Frederick Richard Lee Auction Prices and Value Guide

Frederick Richard Lee auction prices are tracked in Appraisily's artist market index, with source-directory coverage of 264 records. Use this page to review sold-lot activity, market context, and valuation factors before requesting a formal appraisal.

Frederick Richard Lee auction prices: quick answer

Frederick Richard Lee auction prices depend on medium, size, date, condition, provenance, edition details, attribution confidence, and recent comparable auction sales.

Artist
Frederick Richard Lee
Source records
264
Market update
2026-02-06

Artist context

About Frederick Richard Lee

Frederick Richard Lee (1798–1879) was an English landscape painter born in Barnstaple, Devon. He trained at the Royal Academy of Arts in London from 1818 and built a career around sweeping pastoral views, Scottish highland scenery, and riverside compositions. Lee frequently collaborated with prominent Victorian animal painters, most notably Thomas Sidney Cooper and Edwin Landseer, contributing landscape settings while his partners added cattle, game, or figurative elements. His works were exhibited at the Royal Academy and the British Institution during the mid-nineteenth century. Around 1865 Lee left England for South Africa, settling in the Cape Province where he continued painting until his death in 1879. The Tate, London holds examples of his work, and the RKD Netherlands Institute for Art History records nearly two hundred images attributed to him.

British landscape painting, 19th centuryOil on canvasWatercolourLandscapeScottish highland and coastal sceneryDevon and West Country viewsCastles and historic buildings in landscape settings

Common works and media

Lee primarily produced oil-on-canvas landscape paintings depicting Scottish highland scenery, Devon countryside, Welsh rivers, and views of historic castles and estates set within broad natural panoramas. Pastoral scenes with cattle or figures beside water are typical. Collaborative works — where Lee painted the landscape and another artist added animals or figures — form a distinct category in his output. Smaller watercolour studies and preparatory works also appear on the market. Prints and engravings after his paintings were published in Victorian art journals and gift books.

Market and appraisal context

Frederick Richard Lee's oil landscapes appear regularly at auction, with over 260 recorded lots across major and regional salerooms. Collectors should note that Lee often painted in collaboration, supplying landscape backgrounds for artists such as Cooper and Landseer, which can affect both attribution and value.
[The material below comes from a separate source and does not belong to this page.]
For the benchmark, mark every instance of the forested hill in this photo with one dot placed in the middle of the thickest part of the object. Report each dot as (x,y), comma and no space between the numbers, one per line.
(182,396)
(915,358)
Works with strong provenance linking to Royal Academy or British Institution exhibitions tend to command more interest. His characteristic subjects — Scottish lochs, Devon valleys, and castle ruins in panoramic settings — are the most recognizable. Later works produced during his South Africa period (after c. 1865) are less common and may present attribution challenges. Condition assessment should account for the age of the canvas and any historical conservation.

Auction categories and appraisal factors

Common auction categories

  • Old Master & British Paintings
  • 19th Century European Paintings

Value drivers

  1. Subject matter: Scottish highland landscapes and Devon scenes are most characteristic and sought after
  2. Collaborative works with Thomas Sidney Cooper (animal painting) or Edwin Landseer may carry added interest
  3. Provenance and exhibition history: works shown at the Royal Academy or British Institution are more desirable
  4. Condition: oil-on-canvas landscape paintings from this period should be assessed for lining, overpaint, and relining
  5. Attribution: unsigned or collaboratively produced works require careful connoisseurship

Appraisal caveats

  • Lee's relocation to South Africa in later life means later works may be less well documented and harder to authenticate
  • Collaborative paintings where Lee painted landscape backgrounds for other artists can complicate attribution

Evidence

Sources for artist context

This source-grounded artist context passed Appraisily's promotion threshold: high confidence, strong sources.

Source-grounded artist Markdown

Data basis

This page is built from Appraisily's public auction market index. Private transactions, incomplete sale feeds, and attribution changes may not be fully represented.

LLM-readable Markdown summary for Frederick Richard Lee

LLM summary index · LLM full index

Artist value FAQ

How much is Frederick Richard Lee worth?

Comparable public auction sales are the best starting point, but final value depends on the specific artwork, condition, size, medium, provenance, and attribution confidence.

Can Appraisily value my Frederick Richard Lee artwork?

Yes. Appraisily can review photos, dimensions, signatures, condition, provenance, and comparable market data to prepare a current valuation.